Automation communities and Chef in the Enterprise
Friday, Issaquah, 11:00
Automation communities and Chef in the Enterprise
Challenges of introducing DevOps culture into tradional corporations
- Very siloed
- Averse to change
Building a cross team skunkworks group
Communications
- Daily standups / scrum
- Email list
- Chat room
Mission statement for workgroup
- Speed up time it takes to provision VMs
- After solving that problem, move on to more tasks (what common tasks can we automate?)
Setup collaboration environment in the beginning
- Github enterprise
- Allow anyone to see the code / configs
- Pull requests for anyone who traditionally couldn't access configs / systems
- Bring developers closer to Ops
Much of "DevOps" can be to create an internal "PaaS" in an enterprise
- Build a good interface to an API for a process
- Chef and all the tools are less important than defining that process and those APIs
"Office Hours"
- Set aside time each week for people who want to make things better but don't know how
Internal Trainers
- Chef (the company) trained about 80 people.
- Those people went on to write a curriculum to train more of the company in Chef
Sweep the request ticket queues for patterns
- Reach out to help and work together to solve those common problems
What tools to use internally to work together?
- Internal StackOverflow
- Boots on the ground, face to face, work together
- Drink beers!
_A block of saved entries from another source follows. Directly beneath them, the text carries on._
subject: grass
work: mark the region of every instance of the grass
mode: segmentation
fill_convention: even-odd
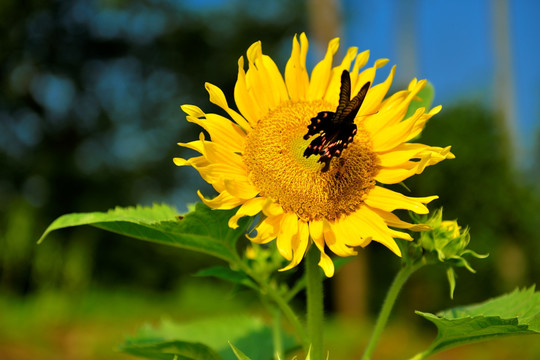
[[[79,294],[42,292],[19,298],[0,295],[0,359],[2,360],[128,360],[115,351],[125,335],[162,318],[176,322],[217,314],[259,313],[256,299],[233,294],[229,286],[200,278],[183,283],[178,291],[136,292],[91,289]],[[425,349],[435,329],[418,321],[394,319],[383,334],[374,359],[408,359]],[[421,322],[420,322],[421,323]],[[337,319],[325,323],[330,359],[358,359],[367,344],[371,323]],[[432,357],[445,359],[538,359],[538,336],[516,336],[456,348]],[[256,359],[253,359],[256,360]]]
[[[427,322],[426,322],[427,323]],[[360,359],[372,324],[351,319],[332,319],[326,324],[331,359]],[[435,326],[421,327],[406,319],[390,321],[373,355],[376,360],[410,359],[435,339]],[[535,360],[540,359],[538,336],[510,336],[496,341],[464,345],[433,355],[432,360]]]
[[[242,294],[233,298],[229,286],[200,279],[168,294],[92,289],[0,295],[0,359],[134,359],[114,349],[144,324],[237,313],[252,303]]]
Establish camaraderie.
Survey Devs and PMs to see how much time is spent dealing with "Environment Issues"
- Invariably will be larger than it should be
- Wasted time = wasted money
- Use this for leverage for funding and resources
Lots of focus on finding an executive sponsor to champion these projects
- Most successful initiatives seem to start with an executive buy in
- Important to learn "how" to talk to executives and convince them of the value
Value stream mapping
- Big difference in showing there is a problem and selling in a solution
How to upsell the value through layers of management - VP and above
You have money - how do you use it to get buy in to Chef?
- Hire external champions who know what the fuck they are doing to show everyone internal what to do
- In one case - bring in 3 people to lead an org of 160 people
- Certain consulting firms are growing from this model
- Can certainly alienate mid managers who don't have their hands on the keyboards and don't understand
- Shitty pattern that has been happening is neglecting the political structure changes and onboarding. Management can serve as a blocker
Use The Strangler Pattern on the org
- Link executive sponsor to the success of your projects
- Either the hold outs (middle managers) get on board or they get fired
Scope creep is a huge issue - one of the biggest causes of failure of Chef / DevOps in the enterprise
- Scope gets so large that it becomes impossible and real progress falters
If things don't get better, if you can't get management buy in - just leave
- The law of two feet
- Lots of jobs out there
- Your company or org needs to get on board or they can die
Diagraming states of chef adoption in the enterprise
Language is very important when selling Chef
- You can't be confrontational
- Very subtle selling of a philosophy
Change will follow the Satir change curve
- There will be a time of difficulty. The pit of despair.
- Typical of all change agents - some will be thrown into the pit.
- Only some will make it back out into the new status quo
- Are you Frodo? Galdalf? Sam Wise?
- Conceptual models are not sufficient to enact change
Sneak chef in small ways and show incremental improvements
Book recommendations:
- Driving Technical Change
- Fearless Change (Hacking human behavior)
Buy food for everyone! Its good when you allow people to owe you.
Victim / Hero / Perpetrator model
- This must die. In order for their to be a hero there must be a victim and a perpetrator
- Stop labeling
Its difficult to have compassion for those who have power over you
- Also difficult to get them to share their concerns and needs, as that can be threatening to them
- Go out with beers and food with them. Just talk as humans and relate and understand each other.
Journey to get app developers writing cookbooks
- This can be scary
- Can create a major change in making the entire deploy model better
- If devs feel the pain of their deploys (grabbing war file from here and configs from there and stand on your head and fart sideways but only on a Tuesday), then they will be motivated to improve the deploy processes - maybe just turn it into an RPM
There are always people who resist change. Asking people to relearn how to do their jobs.
- Asking them to unpack their own problems and help them solve them can move them along.
- Just labeling them and pushing change is not enough to get them on board
Tactics on how to being devlopment teams into alignment is fundamental to success.
- Get people from all parts of the org together
- Don't ask Devs to solve your ops problems
- Don't ask Ops to design the Dev environments
- Bring solutions and work together
How can we collaborate with each other? The traditional community model is not working.